Just saw this Reuters article on about Ed’s walk and wanted to share it with everyone:

W.Va grandpa marches on DC for clean air, safe schools
Sun Sep 10, 2006 7:30pm ET165

By Lisa Lambert

WASHINGTON, Sept 10 (Reuters) – Ed Wiley, a West Virginia grandfather, is marching on Washington, walking hundreds of miles on mountain roads to entreat the federal government to do what local officials won’t do: Move a schoolhouse that sits yards away from a coal silo he says makes kids sick.

“This school has to be moved,” said Wiley, 49, standing on a two-lane road in the Appalachian coalfields. “This is a toxic site. It has to go.”

Goals Coal, a Massey Energy (MEE.N: Quote, Profile, Research) subsidiary, stores coal waste and chemicals in a 2.8 billion-gallon pond up the mountain from Marsh Fork Elementary, where Wiley’s granddaughter attended school. Less than 100 yards (90 m) from the playground, a silo holds coal processed at an adjacent plant.

Wiley, a former coal industry contractor, and his neighbors say the company plans to erect a second silo nearby that will produce even more coal dust and potentially sicken more of Marsh Fork’s 220 pupils.
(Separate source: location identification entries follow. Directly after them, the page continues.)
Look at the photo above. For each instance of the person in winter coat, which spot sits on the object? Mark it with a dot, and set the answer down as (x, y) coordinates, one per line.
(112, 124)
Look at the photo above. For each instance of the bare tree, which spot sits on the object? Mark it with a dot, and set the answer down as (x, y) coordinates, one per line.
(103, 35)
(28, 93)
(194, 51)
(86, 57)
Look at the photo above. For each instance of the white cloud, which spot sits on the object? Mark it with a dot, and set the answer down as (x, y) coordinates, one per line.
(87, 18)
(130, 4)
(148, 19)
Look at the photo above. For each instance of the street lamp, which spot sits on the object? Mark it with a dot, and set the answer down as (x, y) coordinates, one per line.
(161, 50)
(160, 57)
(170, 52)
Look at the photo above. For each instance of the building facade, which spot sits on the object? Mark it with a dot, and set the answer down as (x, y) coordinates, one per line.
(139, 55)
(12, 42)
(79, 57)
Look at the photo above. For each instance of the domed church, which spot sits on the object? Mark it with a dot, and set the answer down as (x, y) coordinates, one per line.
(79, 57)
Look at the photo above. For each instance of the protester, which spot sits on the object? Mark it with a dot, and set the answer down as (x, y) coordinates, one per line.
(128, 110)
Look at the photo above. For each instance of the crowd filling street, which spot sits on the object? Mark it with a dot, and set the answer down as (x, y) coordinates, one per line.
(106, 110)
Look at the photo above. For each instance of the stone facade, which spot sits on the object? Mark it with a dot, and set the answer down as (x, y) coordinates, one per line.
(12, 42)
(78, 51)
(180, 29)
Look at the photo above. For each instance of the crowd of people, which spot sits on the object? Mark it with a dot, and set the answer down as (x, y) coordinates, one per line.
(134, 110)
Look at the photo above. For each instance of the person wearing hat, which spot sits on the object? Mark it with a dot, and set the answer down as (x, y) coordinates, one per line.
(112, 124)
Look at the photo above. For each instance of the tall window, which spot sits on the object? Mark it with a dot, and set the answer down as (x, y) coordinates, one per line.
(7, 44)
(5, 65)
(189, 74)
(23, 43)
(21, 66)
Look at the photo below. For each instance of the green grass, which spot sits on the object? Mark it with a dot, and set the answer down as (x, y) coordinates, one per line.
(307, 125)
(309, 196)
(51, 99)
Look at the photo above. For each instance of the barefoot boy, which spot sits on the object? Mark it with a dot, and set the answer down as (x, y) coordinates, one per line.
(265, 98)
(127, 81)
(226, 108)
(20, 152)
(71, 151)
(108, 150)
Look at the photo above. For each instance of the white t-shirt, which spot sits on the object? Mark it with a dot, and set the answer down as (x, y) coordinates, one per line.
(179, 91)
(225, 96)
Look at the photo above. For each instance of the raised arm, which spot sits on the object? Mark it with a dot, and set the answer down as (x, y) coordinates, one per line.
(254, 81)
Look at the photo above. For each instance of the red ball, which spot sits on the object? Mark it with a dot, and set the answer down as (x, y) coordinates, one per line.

Some of Wiley’s neighbors, who have formed an advocacy group called Coal River Mountain Watch, say it’s not just schoolchildren who may be at risk. If the pond’s chemicals seep into local groundwater, residents could become sick as well. Worse yet, they say if the 21-year-old earthen dam broke, townspeople could drown.

Coal River Mountain Watch found in an informal survey that many students already have asthma or chronic bronchitis.

Company officials could not be reached for comment on the silo location. Massey Energy has maintained in past disputes that it assiduously follows state and federal rules.

Wiley says he is a realist, not an idealist: He knows that many of the local residents, friends and family, need Goals Coal to keep food on the table. And America’s appetite for energy, increasingly from coal-rich Appalachia, is not going to diminish anytime soon. But the school still needs to be moved and a law passed to prevent the building of future schools near industrial operations, he says.

“Most… mining laws are signed in blood,” he said. “And hopefully we can do it before there’s bloodshed there.

State officials agreed with residents about the second silo but they say it’s up to the local government to decide whether the school should be moved, an expensive proposition that could cost taxpayers in this lower-middle-class area millions of dollars.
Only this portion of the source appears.